Valley of Refuge, the new thriller by John Teschner, starts off like a mystery. At least it was a mystery to me, with three intriguing stories evolving at once. Social media magnate Frank Dalton is doing something Big on the Big Island of Hawai`i, a woman passenger on a Hawai`i-bound airplane has completely lost her memory and doesn’t recognize the person her passport says she is, and a young Hawaiian woman, Nalani, is at risk of losing her ancestral lands, which the magnate wants.
As the stories move forward—and especially as the memory of the woman called Janice Diaz gradually returns, these strands weave into a tightly constructed, complex plot. Because the action—and Teschner packs plenty of it into the novel’s seven-day timeline—takes place almost exclusively in Hawai`i, you’re treated to elegant descriptions of the topography and plant life, the fishing and surfing, the sunsets and weather—including a cataclysmic rainstorm at the climax that will leave you feeling drenched.
Frank Dalton heads a company called Sokoni that dominates the social media world. Make that “the world.” But for someone who amassed his fortune enabling people to make connections with each other, his project in Hawai`i is the antithesis of that. He’s building a no-expense-spared refuge with the impossible goal of keeping people out.
Janice Diaz is whisked from the plane to a hospital then turned out on the street. No luggage. No reservations that she knows of. No friends or family. She has a phone, but doesn’t remember its security code. And, someone is trying to kill her.
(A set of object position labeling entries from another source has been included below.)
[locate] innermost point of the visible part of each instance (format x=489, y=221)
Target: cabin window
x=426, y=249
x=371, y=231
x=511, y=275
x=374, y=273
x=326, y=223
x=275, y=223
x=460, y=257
The scenes with Nalani, her mother, and her Uncle Solomon, expert in the ways of nature, contrast starkly with Dalton’s artificial world. The Hawaiians are happy with their meager parcel, while Dalton’s multimillion dollar estate fills him with anxiety.
It takes a while for the characters’ roles in the story to shape up, and Teschner uses short chapters to bounce you from one intriguing plot point to another. The pace gradually picks up steam, acquiring such strong narrative power that the last day’s events rush forward like the storm itself.
All these characters are well realized, and I especially liked Janice Diaz, the homeless woman who helps her, Nalani, and the realtor struggling to finalize the transfer of Nalani’s family’s property. Naturally, it’s harder to warm to Dalton, with his narcissism and conviction he can control the universe, but that portrayal is effectively drawn too. Teschner uses a fair amount of the Hawaiian language—both by the Hawaiians and the whites who want to show how with-it they are—but it isn’t hard to follow. Context usually takes care of it, and he provides a handy glossary, just in case. It’s an exciting and atmospheric read. Loved it!